Geographically, India has everything that a visitor may seek. From the remote high altitude regions of the high Himalayas to the mesmeric coast that overlooks two seas and an ocean, from the fertile plains of the Gangetic belt to the arid desert in Rajasthan, India has everything. Crisscrossing the length and breadth of the country are rivers, most of which are associated with the many Gods that Indians worship today – the most venerable being the Ganges and the Yamuna. The other great rivers that flow from the Himalayas are the Indus, the five sisters of Punjab- Jhelum, Chenab, Ravi, Sutlej and Beas – the river Teesta that tumbles down Sikkim and the mighty Brahmaputra that flows through the North East bringing both wealth as well as destruction in its wake. In the plains, the other great rivers are the Narmada that originates in Madhya Pradesh, the Cauvery in Tamil Nadu and Karnataka and the Mahanadi in Orissa to name a few.

The mesmerising beauty of the Himalayas has over the years attracted sages, explorers and adventurers alike. It is here that the Gods resided and till date this region is associated deeply with religion. The peaks and the passes continue to draw the mountaineer in search of the final climb that will give them ‘moksha’ or liberty. The pilgrims come here each year in search of peace and enlightenment. Exotic and challenging trails draw thousands of trekkers to the Himalayas that swing like a necklace from Kashmir in the West to Arunachal Pradesh in the East. The rivers attract the rafters and kayakers who wish to tame the deadly rapids. Undoubtedly, the Himalayan range is nature’s biggest gift to India. It has a vast coastline and pristine and little known beaches dot the coast. Goan beaches rake in the tourist moolah each year in the beach category alongwith Varkala and Kovalam in Kerala.

The harsh and fascinating desert regions of Rajasthan continue to be one of India’s biggest attractions. Fairy tale fortresses, richly adorned palaces and havelis and eternal love stories of beautiful princesses and brave Kings draw tourists by the thousand every year. There are jungles that reverberate with the roar of the tiger and the lion and no two of them are similar. From Corbett in the North to Periyar in the South, from Gir Forest in Gujarat to Namdhapa in Arunachal Pradesh each of them is distinct climatically, geographically and in the rich diversity of the flora and fauna.

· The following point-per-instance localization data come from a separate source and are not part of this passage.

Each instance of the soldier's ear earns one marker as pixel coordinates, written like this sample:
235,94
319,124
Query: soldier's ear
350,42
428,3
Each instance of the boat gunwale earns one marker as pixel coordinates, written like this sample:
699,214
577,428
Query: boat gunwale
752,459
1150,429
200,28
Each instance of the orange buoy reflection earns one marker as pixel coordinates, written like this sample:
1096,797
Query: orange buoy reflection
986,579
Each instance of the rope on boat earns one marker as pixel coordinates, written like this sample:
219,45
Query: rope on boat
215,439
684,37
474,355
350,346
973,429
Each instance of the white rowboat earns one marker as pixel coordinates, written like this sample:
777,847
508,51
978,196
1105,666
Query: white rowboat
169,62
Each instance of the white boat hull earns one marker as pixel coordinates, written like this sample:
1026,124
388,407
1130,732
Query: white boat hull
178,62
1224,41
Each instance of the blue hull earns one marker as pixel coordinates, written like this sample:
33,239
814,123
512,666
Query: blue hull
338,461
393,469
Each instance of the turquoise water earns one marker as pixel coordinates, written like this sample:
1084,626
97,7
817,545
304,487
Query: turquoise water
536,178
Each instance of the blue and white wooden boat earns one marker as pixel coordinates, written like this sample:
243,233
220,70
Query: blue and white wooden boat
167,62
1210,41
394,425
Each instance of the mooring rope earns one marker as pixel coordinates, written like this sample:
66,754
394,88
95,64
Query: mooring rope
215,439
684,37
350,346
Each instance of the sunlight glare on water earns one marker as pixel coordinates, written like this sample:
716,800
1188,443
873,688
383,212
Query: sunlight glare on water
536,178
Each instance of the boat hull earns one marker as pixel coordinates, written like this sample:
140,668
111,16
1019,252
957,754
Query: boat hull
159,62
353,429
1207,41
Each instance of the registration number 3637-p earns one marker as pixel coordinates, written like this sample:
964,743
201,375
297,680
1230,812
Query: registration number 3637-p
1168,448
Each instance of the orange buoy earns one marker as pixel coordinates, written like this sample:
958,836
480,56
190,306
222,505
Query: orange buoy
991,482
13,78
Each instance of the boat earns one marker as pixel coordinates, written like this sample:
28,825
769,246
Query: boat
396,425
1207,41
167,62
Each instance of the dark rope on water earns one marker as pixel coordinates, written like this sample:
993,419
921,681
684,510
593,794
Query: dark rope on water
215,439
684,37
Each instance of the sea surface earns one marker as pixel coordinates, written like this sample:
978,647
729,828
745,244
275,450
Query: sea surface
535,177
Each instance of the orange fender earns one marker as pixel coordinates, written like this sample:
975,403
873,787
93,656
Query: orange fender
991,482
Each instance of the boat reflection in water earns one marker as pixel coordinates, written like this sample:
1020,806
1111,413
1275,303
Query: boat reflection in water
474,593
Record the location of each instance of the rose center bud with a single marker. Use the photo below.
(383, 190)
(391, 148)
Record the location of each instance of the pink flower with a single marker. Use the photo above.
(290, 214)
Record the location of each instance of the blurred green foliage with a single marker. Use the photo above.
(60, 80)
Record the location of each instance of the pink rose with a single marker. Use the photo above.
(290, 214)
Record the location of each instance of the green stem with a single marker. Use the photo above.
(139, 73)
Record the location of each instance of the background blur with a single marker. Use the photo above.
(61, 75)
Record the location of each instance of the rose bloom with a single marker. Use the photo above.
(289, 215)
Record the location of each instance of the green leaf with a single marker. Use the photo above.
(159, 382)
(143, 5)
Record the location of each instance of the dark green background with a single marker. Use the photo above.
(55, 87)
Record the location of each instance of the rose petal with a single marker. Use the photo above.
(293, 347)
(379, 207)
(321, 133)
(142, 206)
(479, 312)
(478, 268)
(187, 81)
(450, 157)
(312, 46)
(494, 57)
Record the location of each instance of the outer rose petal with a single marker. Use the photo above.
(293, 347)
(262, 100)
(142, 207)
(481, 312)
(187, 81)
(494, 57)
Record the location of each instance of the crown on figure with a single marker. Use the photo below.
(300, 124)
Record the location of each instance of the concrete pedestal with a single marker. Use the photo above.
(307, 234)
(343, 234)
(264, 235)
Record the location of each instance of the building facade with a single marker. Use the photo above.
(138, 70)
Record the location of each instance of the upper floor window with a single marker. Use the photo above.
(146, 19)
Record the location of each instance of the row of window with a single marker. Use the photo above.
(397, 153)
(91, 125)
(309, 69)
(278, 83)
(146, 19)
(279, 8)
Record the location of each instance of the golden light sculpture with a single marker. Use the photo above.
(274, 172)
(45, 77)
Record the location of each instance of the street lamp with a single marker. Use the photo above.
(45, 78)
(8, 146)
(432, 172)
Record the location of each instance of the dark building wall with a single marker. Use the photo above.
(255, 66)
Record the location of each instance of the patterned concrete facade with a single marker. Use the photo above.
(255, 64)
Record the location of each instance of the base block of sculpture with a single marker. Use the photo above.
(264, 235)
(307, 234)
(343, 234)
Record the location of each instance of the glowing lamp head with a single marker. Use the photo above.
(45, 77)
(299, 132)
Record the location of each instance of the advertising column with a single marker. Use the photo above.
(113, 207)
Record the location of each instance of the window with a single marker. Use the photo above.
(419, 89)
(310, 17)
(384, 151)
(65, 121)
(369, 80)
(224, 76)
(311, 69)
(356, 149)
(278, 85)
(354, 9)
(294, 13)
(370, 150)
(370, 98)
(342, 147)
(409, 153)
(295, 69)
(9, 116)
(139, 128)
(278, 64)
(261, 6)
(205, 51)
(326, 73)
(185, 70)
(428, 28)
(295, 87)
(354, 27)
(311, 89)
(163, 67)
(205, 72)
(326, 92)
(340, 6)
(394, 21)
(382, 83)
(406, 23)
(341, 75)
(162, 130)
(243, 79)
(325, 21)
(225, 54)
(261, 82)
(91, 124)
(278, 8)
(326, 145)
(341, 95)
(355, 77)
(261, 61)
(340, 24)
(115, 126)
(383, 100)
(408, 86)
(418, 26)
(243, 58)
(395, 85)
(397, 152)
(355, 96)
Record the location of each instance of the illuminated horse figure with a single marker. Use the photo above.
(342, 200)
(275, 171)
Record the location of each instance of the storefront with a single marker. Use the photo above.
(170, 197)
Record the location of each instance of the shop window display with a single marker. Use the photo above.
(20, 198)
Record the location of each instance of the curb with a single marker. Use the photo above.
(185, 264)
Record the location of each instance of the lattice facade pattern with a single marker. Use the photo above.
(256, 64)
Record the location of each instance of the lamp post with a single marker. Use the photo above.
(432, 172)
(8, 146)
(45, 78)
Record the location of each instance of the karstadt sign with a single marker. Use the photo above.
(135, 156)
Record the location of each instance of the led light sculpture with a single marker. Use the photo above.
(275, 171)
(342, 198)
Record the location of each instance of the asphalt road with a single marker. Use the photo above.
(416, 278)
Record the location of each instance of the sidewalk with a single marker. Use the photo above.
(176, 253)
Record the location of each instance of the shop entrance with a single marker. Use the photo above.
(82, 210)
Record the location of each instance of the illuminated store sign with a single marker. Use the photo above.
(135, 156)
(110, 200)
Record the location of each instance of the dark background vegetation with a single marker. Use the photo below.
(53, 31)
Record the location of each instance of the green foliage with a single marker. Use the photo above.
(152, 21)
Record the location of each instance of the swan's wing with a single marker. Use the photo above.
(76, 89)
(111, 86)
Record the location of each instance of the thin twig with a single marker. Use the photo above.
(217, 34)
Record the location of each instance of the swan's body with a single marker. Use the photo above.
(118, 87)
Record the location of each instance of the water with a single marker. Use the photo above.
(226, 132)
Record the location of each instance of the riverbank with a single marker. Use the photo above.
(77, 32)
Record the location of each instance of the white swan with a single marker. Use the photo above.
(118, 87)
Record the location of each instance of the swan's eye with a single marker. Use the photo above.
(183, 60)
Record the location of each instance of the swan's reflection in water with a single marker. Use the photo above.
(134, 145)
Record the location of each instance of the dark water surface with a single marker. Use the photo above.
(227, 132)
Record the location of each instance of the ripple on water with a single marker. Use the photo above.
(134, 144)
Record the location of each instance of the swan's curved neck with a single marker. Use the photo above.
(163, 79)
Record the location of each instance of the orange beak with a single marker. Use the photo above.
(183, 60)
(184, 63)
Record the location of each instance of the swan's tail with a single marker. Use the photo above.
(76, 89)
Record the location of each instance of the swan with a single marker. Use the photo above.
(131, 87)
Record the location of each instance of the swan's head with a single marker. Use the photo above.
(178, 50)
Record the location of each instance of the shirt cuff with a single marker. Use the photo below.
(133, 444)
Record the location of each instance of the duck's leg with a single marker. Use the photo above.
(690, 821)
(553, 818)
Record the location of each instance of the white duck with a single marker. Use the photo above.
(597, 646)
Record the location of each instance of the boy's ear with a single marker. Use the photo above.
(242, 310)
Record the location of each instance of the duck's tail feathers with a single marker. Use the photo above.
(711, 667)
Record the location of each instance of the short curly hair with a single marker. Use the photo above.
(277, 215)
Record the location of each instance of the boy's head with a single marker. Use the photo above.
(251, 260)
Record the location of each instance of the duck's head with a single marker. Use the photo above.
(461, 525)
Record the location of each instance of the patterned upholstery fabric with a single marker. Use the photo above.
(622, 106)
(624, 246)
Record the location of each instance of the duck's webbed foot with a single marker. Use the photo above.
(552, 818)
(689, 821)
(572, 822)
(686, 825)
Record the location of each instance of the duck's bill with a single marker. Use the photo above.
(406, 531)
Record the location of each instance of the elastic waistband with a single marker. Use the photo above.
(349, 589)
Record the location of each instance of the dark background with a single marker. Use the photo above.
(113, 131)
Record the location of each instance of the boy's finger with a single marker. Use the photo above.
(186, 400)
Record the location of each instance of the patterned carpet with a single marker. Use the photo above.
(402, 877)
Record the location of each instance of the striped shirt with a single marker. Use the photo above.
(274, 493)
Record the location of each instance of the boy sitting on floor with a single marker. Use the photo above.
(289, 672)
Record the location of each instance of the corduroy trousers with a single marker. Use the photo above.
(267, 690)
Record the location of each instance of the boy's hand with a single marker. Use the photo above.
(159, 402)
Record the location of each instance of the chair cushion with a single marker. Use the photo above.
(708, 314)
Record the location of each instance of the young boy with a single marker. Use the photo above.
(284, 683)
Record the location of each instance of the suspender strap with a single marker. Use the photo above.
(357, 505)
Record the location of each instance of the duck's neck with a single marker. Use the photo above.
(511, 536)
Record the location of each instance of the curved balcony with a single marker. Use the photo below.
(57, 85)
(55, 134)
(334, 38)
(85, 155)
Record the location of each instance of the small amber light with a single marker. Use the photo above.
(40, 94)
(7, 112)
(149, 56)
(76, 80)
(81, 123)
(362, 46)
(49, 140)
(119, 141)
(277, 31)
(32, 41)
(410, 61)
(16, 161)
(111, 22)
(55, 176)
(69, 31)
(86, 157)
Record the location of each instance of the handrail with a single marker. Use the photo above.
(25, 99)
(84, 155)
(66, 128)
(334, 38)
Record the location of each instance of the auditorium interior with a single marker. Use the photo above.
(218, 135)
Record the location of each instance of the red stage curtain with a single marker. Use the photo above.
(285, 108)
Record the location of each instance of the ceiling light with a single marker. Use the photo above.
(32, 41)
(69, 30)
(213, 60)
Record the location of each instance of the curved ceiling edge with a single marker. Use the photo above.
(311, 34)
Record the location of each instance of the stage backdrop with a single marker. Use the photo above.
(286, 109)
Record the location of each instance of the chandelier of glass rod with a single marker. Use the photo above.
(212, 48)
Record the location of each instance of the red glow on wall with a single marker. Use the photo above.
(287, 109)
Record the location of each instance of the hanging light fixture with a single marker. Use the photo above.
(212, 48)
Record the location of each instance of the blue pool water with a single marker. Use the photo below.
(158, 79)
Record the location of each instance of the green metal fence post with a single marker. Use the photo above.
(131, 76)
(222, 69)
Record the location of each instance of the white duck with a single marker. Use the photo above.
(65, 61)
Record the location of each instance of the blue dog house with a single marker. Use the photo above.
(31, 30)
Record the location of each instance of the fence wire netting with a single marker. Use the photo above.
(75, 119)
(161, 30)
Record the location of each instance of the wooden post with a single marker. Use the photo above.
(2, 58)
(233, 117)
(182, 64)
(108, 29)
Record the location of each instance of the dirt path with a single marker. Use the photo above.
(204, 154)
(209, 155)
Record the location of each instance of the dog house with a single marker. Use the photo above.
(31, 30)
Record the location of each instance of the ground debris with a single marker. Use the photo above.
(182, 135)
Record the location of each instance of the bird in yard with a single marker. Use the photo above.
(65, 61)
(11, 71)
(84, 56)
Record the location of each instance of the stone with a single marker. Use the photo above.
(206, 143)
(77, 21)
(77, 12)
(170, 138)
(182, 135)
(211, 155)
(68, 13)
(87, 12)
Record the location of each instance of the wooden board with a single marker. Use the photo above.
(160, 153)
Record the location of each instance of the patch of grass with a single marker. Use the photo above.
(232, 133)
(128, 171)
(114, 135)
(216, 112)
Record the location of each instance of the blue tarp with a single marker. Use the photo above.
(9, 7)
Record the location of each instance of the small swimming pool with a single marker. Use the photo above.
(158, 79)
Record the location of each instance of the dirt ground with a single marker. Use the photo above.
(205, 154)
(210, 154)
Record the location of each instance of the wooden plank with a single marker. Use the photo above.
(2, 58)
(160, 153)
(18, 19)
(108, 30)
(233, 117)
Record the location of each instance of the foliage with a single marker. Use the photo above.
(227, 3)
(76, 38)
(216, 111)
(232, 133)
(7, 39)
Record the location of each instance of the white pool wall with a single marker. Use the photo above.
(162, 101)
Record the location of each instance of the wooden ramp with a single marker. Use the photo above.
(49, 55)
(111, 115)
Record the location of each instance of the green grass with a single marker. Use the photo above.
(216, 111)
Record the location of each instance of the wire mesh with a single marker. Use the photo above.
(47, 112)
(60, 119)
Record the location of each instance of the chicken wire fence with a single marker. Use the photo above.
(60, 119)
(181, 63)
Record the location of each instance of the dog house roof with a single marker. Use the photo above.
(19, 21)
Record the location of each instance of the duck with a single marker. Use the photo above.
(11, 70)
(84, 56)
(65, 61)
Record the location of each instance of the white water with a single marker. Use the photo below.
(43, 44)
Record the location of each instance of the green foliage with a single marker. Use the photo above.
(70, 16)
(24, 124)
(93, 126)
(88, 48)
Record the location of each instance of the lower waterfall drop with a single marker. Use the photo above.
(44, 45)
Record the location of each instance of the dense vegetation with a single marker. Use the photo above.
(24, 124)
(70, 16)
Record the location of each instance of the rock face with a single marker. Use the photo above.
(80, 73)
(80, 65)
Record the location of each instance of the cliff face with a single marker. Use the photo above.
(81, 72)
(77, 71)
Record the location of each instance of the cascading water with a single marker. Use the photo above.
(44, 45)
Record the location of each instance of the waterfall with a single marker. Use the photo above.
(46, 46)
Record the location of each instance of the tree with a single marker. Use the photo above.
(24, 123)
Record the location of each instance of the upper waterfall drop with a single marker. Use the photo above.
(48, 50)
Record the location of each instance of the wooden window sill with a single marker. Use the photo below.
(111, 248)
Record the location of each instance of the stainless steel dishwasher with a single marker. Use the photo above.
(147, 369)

The people of India are diverse and fascinating too. From the Gujjars in the Himalayas who rear their sheep and cattle in the bugyals (high altitude meadows) to the Adi tribe in Arunachal Pradesh, from the santhals of Bengal and Bihar to the fishermen of the Konkan coast, from the friendly Kinnauris of Himachal Pradesh to the fierce and primitive Jarawas of Andaman, each of them is unique. There are sub castes within each caste and inspite of intercaste problems, nowhere is unity in diversity more apparent than in India. The different strains of religions range from Hinduism, Islam, Christianity to Sikhism, Judaism and Zoroastrianism.

Temples, Churches, mosques can be found everywhere and as you roam the length and breadth of the country, you will be amazed to see that a temple in the North is so different from a temple in the South; that the Dilwara temple in Mt Abu has spectacular carvings and yet is so different  from the masterpieces of Khajuraho or the Sun temple at Konarak. The Golden Temple of the Sikhs at Amritsar is beautiful yet different from the lovely Rumtek Monastery of the Buddhists in Sikkim or Sanchi Stupa in Madhya Pradesh.

Great minds from Gautama Buddha to Vivekananda have influenced the cultural and religious unity of India. Great leaders from Chattrapati Shivaji to Mahatma Gandhi have struggled for Independence and fought in their own ways against colonial tyranny. During your travels you will step on their footprints and follow their tracks. At each turn you will face at least a  hundred years of history. You may hate India and despise the filth, poverty and oppressive red tape that will leave you frustrated but once you have experienced India, it is unlikely that you will remain unchanged.